El Juzgado Primero Promiscuo Municipal de Puerto Colombia concedió una acción de tutela a Salomón Elías Mejía Sánchez, exjefe de Talento Humano de la Universidad del Atlántico, y ordenó a la institución su reintegro provisional al cargo en un plazo de 48 horas.
La decisión, adoptada por el juez Alberto Ospino Soto, tiene carácter transitorio y se mantendrá vigente hasta que una autoridad judicial competente resuelva de fondo el recurso presentado por el demandante. El fallo busca evitar un perjuicio irremediable, en especial la afectación de su mínimo vital.
“Los efectos de esta sentencia se mantendrán únicamente mientras las autoridades judiciales competentes deciden de forma definitiva sobre su solicitud”, señala la providencia.
Mejía Sánchez fue nombrado jefe del Departamento de Gestión del Talento Humano en 2018 y el 26 de diciembre de 2025 fue declarado insubsistente, decisión que dio lugar a su retiro del cargo. En la tutela, el exfuncionario argumentó que es padre cabeza de familia, que no cuenta con otros ingresos y que del salario que percibía dependía su subsistencia y la de su hijo menor de edad.
El reclamo estuvo orientado a la presunta vulneración de los derechos fundamentales al debido proceso, trabajo, mínimo vital y seguridad social.
En su respuesta, la Universidad del Atlántico sostuvo que el cargo es de libre nombramiento y remoción, y que, en ejercicio de su autonomía universitaria, podía proceder a la desvinculación incluso durante la Ley de Garantías.

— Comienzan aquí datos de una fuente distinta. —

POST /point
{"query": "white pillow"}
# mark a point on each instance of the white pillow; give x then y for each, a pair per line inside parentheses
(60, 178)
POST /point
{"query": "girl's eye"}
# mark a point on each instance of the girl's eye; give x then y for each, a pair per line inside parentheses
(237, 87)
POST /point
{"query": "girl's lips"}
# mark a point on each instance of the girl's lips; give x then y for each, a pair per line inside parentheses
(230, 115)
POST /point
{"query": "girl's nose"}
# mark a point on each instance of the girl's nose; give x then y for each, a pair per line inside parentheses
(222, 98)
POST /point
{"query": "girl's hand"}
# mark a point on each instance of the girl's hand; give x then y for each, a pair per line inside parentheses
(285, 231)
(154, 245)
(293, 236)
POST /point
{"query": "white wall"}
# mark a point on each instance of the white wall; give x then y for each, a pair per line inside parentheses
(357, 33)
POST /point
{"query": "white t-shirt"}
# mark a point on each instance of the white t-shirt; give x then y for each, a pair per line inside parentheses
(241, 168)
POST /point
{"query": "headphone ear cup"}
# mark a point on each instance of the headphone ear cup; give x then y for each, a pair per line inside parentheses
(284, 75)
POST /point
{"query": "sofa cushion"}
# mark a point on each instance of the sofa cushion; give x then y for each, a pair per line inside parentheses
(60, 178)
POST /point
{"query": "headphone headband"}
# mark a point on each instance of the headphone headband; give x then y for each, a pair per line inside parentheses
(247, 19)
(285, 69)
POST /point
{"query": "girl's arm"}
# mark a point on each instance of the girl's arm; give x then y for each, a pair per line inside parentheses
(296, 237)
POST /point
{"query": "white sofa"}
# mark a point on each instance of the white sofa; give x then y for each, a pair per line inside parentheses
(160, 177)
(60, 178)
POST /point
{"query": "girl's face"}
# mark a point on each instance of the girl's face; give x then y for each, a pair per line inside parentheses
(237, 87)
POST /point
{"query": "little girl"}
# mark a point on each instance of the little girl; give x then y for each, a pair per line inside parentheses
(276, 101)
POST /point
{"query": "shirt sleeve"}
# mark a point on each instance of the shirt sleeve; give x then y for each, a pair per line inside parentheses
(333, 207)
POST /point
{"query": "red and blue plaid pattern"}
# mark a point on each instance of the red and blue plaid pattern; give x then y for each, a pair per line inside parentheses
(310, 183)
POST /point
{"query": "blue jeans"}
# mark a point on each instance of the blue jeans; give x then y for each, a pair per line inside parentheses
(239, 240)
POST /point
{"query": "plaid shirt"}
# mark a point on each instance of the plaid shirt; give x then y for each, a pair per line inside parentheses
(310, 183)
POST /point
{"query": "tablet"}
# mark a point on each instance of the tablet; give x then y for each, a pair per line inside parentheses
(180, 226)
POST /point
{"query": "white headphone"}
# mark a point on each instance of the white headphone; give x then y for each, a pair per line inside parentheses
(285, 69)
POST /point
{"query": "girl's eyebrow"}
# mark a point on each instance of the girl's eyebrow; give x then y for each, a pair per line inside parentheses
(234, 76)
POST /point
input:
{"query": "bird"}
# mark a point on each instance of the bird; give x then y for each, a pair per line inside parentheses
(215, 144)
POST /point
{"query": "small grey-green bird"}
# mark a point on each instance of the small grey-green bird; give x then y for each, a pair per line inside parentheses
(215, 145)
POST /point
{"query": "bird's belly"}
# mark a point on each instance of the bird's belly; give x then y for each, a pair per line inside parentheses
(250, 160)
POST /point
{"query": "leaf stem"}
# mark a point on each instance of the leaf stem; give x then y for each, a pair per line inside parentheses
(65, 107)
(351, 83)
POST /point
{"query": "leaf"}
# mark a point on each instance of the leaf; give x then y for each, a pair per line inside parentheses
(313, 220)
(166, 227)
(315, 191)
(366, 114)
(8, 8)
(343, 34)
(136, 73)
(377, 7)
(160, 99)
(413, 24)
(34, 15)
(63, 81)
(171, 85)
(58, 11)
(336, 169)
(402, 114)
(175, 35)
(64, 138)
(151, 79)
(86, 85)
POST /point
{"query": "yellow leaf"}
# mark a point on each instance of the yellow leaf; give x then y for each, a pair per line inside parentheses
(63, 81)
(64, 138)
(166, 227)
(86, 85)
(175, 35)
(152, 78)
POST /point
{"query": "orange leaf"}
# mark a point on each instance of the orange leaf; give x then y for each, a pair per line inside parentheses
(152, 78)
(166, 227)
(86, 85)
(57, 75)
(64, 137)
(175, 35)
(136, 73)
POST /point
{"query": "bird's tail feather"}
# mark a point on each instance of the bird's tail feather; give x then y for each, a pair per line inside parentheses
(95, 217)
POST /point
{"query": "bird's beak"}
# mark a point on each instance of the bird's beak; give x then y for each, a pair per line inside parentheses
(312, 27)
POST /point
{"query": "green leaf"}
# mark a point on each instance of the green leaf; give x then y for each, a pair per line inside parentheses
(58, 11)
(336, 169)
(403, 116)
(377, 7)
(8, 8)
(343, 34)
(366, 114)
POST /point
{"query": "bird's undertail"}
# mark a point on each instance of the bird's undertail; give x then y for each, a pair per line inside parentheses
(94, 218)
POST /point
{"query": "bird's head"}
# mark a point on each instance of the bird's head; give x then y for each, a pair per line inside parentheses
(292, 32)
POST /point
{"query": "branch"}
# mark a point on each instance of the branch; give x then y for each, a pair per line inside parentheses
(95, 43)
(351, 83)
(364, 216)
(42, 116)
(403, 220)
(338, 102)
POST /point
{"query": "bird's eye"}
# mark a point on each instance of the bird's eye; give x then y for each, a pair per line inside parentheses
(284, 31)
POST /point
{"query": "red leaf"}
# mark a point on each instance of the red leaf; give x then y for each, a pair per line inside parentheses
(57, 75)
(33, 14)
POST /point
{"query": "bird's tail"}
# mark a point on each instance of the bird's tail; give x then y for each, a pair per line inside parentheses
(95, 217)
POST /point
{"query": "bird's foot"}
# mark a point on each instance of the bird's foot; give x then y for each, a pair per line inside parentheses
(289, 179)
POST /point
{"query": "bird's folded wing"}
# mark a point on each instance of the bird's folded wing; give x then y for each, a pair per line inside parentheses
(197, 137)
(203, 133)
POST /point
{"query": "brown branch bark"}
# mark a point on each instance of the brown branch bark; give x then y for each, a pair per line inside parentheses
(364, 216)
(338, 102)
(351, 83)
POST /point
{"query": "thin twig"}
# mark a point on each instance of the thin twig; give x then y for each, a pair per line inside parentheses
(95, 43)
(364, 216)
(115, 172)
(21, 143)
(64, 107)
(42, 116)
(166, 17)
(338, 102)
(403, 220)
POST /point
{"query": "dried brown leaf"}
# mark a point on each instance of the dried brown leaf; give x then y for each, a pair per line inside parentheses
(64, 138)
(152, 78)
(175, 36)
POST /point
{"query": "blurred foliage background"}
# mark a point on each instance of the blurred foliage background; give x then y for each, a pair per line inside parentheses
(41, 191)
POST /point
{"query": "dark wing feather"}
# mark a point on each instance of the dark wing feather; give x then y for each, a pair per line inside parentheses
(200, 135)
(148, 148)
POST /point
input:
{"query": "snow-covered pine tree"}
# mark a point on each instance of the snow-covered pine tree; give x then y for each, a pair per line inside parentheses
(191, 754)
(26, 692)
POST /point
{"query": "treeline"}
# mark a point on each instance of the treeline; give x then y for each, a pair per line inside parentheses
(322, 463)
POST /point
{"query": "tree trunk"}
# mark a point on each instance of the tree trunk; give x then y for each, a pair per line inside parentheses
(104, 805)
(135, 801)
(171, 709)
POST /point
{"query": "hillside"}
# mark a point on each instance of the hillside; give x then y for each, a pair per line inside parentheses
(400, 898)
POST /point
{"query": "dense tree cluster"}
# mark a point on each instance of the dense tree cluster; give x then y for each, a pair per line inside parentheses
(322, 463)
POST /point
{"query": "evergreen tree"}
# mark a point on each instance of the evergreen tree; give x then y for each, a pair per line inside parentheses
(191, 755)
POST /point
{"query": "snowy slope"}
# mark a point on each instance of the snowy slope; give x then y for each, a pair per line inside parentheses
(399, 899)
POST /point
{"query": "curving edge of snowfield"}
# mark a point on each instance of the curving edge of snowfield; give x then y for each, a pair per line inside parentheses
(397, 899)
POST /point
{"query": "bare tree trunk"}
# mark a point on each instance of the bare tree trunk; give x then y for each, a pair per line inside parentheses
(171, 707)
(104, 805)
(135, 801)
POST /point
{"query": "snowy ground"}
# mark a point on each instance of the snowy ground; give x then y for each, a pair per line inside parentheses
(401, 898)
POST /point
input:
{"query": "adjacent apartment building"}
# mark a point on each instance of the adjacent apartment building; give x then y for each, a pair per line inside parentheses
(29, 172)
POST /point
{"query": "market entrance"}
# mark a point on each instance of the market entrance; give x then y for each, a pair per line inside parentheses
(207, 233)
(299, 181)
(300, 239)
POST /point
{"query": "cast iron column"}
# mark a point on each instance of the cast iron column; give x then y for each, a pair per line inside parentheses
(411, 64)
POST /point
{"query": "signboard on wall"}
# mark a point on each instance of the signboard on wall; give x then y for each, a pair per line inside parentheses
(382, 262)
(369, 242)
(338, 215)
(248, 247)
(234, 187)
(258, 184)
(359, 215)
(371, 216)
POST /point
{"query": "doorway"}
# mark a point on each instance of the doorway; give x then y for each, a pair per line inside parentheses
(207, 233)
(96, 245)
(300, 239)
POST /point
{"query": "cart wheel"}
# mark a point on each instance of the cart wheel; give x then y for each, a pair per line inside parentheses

No obstante, el juez precisó que, si bien la universidad cuenta con un régimen especial y autonomía, no está exenta del cumplimiento de la Ley 996, que prohíbe modificaciones en la nómina durante los cuatro meses previos a elecciones.
“La Universidad del Atlántico no está exenta de las leyes generales de orden público que salvaguardan la neutralidad electoral, cuya finalidad es evitar el uso electoral de la nómina y de la maquinaria estatal en época preelectoral”, indicó el togado.
El despacho recordó que la declaratoria de insubsistencia se produjo dentro del período de prohibición de la Ley de Garantías, y concluyó que la pérdida abrupta de ingresos y de cobertura en salud, sumada a la apariencia de ilegalidad por veda de nómina, configura un daño en curso.
Por ello, el Juzgado ordenó tutelar de manera transitoria los derechos al debido proceso, mínimo vital, estabilidad laboral reforzada y seguridad social, con el fin de evitar que se configure un perjuicio irremediable mientras se define el caso de fondo.